Paragon is increasing its interest cover ratios for landlords in the higher-rate tax band from 125 per cent to 140 per cent.
The lender is making the changes ahead of the increase in costs for landlords when the mortgage interest rate tax relief changes come in next April.
The changes come in on 12 April.
A Paragon statement says: “Whilst the tax changes only start to be implemented in April 2017 and will not be fully reflected in landlord’s costs until 2022, Paragon is refining its affordability assessment now to ensure that loans remain affordable into the future.”
Landlords paying basic rate income tax and corporate landlords will continue to be rated at Paragon’s current level of 125 per cent.
The lender is also changing its reference interest rate used in the affordability calculation.

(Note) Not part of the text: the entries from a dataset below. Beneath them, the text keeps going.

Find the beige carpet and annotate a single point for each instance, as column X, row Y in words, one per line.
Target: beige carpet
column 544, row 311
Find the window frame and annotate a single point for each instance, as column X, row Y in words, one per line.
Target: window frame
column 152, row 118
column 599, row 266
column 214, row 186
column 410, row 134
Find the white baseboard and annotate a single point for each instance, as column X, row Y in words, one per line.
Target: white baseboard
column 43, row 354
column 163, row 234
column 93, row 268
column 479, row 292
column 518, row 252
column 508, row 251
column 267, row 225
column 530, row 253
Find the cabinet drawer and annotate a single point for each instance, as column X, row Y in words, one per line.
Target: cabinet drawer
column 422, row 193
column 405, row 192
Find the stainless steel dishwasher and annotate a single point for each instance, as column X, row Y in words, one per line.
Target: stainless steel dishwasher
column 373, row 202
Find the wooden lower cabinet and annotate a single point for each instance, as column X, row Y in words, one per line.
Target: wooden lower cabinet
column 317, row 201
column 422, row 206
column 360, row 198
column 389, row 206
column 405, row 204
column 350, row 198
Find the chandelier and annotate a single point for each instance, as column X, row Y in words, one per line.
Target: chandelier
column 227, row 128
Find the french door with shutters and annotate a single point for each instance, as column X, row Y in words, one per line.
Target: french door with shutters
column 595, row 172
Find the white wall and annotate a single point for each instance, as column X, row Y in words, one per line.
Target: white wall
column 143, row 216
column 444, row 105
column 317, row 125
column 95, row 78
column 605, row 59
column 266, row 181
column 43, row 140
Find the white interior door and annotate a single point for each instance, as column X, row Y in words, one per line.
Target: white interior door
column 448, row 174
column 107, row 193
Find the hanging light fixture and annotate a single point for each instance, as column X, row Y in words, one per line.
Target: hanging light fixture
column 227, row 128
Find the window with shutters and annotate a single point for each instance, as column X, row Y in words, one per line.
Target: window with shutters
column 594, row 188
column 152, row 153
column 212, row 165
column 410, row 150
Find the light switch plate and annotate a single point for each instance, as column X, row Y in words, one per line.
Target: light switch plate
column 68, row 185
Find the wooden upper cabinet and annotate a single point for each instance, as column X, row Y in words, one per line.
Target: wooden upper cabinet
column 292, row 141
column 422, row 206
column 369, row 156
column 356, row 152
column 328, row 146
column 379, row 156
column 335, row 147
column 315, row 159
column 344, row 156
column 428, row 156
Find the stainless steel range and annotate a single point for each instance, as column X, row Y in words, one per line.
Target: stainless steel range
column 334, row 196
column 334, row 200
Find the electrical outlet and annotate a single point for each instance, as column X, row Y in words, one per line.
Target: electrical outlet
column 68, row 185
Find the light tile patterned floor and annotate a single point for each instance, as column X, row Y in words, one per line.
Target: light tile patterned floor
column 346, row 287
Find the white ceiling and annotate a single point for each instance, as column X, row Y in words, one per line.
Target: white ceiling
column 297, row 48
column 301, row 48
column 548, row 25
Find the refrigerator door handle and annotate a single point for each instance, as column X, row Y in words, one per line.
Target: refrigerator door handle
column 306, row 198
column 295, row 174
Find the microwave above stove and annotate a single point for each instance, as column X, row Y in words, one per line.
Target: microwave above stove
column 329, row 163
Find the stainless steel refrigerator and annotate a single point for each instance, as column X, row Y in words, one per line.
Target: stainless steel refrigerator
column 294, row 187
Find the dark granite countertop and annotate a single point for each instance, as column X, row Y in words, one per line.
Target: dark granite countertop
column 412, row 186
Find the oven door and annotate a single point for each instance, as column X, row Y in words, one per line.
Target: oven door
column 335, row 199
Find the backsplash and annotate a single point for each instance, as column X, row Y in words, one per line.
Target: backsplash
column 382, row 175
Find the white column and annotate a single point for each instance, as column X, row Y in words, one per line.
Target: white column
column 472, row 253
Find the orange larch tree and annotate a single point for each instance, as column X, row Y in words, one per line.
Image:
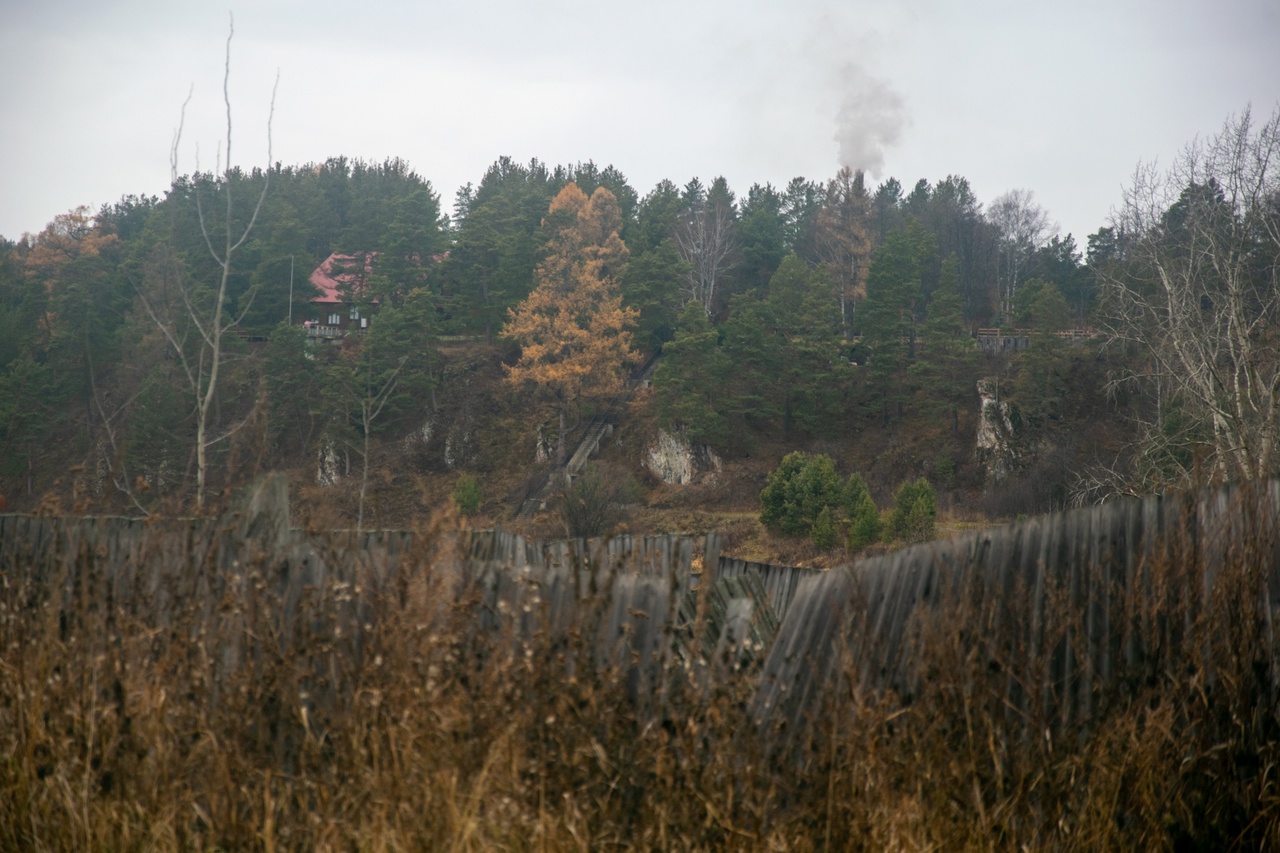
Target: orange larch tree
column 575, row 334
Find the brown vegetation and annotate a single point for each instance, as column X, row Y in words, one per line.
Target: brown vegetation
column 396, row 711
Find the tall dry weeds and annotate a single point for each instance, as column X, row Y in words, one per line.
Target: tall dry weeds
column 384, row 711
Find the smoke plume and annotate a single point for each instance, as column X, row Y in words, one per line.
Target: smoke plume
column 871, row 119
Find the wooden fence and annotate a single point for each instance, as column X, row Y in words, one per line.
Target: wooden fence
column 1068, row 611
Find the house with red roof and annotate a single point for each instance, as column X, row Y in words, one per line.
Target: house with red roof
column 341, row 308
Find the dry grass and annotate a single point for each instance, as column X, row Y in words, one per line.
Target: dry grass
column 123, row 726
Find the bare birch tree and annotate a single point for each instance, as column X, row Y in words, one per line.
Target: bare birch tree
column 1196, row 292
column 196, row 331
column 707, row 237
column 1023, row 227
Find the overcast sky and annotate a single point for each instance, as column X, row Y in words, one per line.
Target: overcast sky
column 1060, row 99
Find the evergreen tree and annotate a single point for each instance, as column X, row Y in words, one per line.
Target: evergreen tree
column 691, row 378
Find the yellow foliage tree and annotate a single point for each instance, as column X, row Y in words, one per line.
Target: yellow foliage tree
column 575, row 334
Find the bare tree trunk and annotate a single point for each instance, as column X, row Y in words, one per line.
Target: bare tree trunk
column 202, row 369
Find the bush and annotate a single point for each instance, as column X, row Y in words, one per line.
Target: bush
column 466, row 495
column 864, row 524
column 593, row 503
column 915, row 510
column 805, row 497
column 799, row 489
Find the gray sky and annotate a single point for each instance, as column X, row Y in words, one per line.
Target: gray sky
column 1059, row 99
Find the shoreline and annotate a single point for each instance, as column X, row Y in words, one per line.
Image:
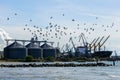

For all products other than longer term fixed rates, the reference or stressed rate will be set at 2 per cent above product rate or 5.5 per cent, whichever is higher.
For longer term fixed rates the current stressed rate is 4 per cent or the product rate if higher.
Paragon director of mortgages John Heron says: “Government policy towards the private rented sector will increase costs for landlords and it is clear that this will need to be reflected in lender affordability assessments.
“The PRA’s supervisory statement released in September this year is helpful in ensuring that lenders approach this in a consistent fashion.
“The changes that we’re announcing today are designed to tailor affordability to each landlord’s individual circumstances, whilst keeping the application process straightforward for brokers and their customers.”